そもそもSpectorはベース専業メーカーとして70年代に立ち上げられた。当初はSB-1というモデルを作成していたが、ネッド・スタインバーガーによりデザインされたNSシリーズを発表。このモデルが人気を博したことで80年代に入りSpectorは一流ブランドの仲間入りを果たした。80年代の後半になると事業拡大を目的にKRAMER社の傘下となる。この時期に発表されたのがこのNS-6というギターであり、1987年〜1989年の3年間で僅か150本という生産数である。NSシリーズ同様のボディーデザインおよびスルーネックを採用しながら、当時流行のフロイドローズを搭載したりと実用性充分な仕様である。ボディーサイズはギター用に多少のデフォルメがなされているものと考えていたが、ベースと全くの同寸。ま、NS-2のデザイン自体がベースとしてはコンパクトなデザインなので、そのままギターのネックを取り付けてもまったく違和感がないわけである。重量は約3.6kgと標準的。

本機はリアピックアップにEMG 85を搭載したアクティブ仕様で、シャキッとしたサウンドは好みのモノである。フロントピックアップがパッシブなので、これはEMG SAに交換してバランスを取ろうと企てている。

もともとレッド系のフィニッシュがなされていたのだが、カラーを剥がされてナチュラルにリフィニッシュされている。とはいうものの、極上のAAAキルテッドメイプルにはこの方が似合っていると思う。

到着後に弦の交換及び調整を行ったのだが、トレモロのスプリングを強化バネの2本掛けに交換、交換されていたストラップピンを旧タイプのJim Dunlop製へと交換した。バネには共鳴防止のために熱収縮チューブを被せている。

実はこのギターを手に入れるまでには数年を要した。なにしろ世界中を探しても150本しかない機種だからである。直前にはBlackHawkという機種を落札し損ねていたわけだが、もしも落札していたらこのNS-6は諦めていたかもしれない。
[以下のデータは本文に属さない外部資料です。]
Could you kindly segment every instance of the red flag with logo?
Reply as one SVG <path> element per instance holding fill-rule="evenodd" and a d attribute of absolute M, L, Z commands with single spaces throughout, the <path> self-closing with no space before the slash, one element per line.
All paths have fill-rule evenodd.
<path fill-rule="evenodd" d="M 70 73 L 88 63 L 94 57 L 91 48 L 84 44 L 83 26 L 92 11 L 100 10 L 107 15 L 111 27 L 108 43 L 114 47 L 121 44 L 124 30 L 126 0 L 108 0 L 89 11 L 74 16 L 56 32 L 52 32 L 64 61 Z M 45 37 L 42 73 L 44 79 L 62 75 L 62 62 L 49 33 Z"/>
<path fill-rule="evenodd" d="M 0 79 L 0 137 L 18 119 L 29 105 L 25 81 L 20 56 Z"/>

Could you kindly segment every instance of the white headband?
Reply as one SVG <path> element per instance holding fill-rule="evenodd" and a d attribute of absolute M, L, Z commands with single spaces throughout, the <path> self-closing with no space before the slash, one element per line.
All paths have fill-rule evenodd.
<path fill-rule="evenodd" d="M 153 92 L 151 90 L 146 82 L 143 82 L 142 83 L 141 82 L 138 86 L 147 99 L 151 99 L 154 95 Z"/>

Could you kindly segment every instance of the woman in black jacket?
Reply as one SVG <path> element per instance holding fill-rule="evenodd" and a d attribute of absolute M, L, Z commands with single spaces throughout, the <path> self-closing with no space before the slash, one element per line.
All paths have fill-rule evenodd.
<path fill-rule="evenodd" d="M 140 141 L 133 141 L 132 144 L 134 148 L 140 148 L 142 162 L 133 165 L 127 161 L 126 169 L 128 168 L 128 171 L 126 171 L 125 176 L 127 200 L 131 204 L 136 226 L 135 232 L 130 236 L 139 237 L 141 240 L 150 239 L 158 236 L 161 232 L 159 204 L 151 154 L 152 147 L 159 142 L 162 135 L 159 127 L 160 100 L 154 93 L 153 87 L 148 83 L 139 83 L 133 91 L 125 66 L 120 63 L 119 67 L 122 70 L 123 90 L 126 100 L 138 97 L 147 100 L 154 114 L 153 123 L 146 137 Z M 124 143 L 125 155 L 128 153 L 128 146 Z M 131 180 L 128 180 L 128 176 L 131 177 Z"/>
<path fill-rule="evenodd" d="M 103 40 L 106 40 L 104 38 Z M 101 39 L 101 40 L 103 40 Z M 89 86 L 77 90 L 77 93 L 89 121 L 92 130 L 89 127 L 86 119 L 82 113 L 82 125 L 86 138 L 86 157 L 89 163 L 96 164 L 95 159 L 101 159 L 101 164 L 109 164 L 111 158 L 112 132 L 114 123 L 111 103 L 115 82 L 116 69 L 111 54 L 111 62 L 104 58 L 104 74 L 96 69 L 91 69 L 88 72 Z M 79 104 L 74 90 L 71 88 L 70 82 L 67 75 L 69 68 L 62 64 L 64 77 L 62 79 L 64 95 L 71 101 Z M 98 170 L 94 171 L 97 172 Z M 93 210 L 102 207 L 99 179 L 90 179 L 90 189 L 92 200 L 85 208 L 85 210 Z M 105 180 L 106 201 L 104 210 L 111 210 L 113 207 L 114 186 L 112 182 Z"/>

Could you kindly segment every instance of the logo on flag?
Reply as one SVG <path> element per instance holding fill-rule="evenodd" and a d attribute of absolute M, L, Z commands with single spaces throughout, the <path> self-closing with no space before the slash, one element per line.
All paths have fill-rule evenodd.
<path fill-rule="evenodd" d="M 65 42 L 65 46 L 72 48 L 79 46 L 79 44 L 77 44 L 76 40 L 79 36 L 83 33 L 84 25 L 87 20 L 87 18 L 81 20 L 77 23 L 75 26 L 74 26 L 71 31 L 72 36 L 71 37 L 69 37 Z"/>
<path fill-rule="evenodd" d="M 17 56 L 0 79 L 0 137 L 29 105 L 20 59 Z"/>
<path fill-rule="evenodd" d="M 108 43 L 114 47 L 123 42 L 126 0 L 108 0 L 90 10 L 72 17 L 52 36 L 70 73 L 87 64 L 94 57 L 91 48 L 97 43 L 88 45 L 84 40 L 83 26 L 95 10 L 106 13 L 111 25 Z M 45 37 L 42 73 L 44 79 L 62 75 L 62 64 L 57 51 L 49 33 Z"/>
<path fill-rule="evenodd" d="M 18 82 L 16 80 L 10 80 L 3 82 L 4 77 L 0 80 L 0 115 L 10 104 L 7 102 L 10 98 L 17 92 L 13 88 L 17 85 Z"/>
また、Paul Reed Smithにも興味があって真剣に購入を考えていただけに、タイミングがずれていたら手に入れることはなかったと思う。非常に運に恵まれたと喜んでいる。


ピックアップ交換及び配線の変更

入手時はリアピックアップがEMG 85、フロントピックアップがSeymour Duncan SHR-1が装着されていた。片方がアクティブでもう片方がパッシブだとバランス的のもどうだろうと云うことで、フロントをEMG SAに換装することにした。この時点でノイズのないシングルコイルの素晴らしさを実感したわけだが、リアピックアップとの音量バランスが悪く半固定ボリュームを内蔵して音量を抑える方法をとった。

この時点で改造を終えるつもりではあったが、いろいろ調べるうちにコイルタップ出来るEMG 89の存在に気が付いた。加えてシングルコイル同士のハーフトーンも魅力を感じていたので、思い切ってリアピックアップも交換することにした。

で、交換を終えてたのだがこのEMG 89、やはりハムバッキング時には明らかに歪みの量が圧倒的に増えてしまうので配線を工夫して調節できるようにした。

当初は2ヴォリューム+トーンという仕様だったが、考えた末にマスターヴォリューム+EMG 89ハムヴォリューム+トーンという仕様になった。

具体的な仕様変更の内容については、ピックアップのハムバッキング側の配線にポットをひとつ噛ましてからシングル/ハム切り替えスイッチへ結線しフロント/リアのピックアップ切り替えスイッチへ結線。そこからマスターヴォリュームを介してトーンを経由してアウトプットするという流れである。このパズルを考えているときが一番楽しい(笑)。ということで真ん中のツマミはリアをハムバッキングに切り替えたときのみ作用するプリセットヴォリュームとして機能するのだが、バランスを取ってしまえばほぼ動かすことはないだろう。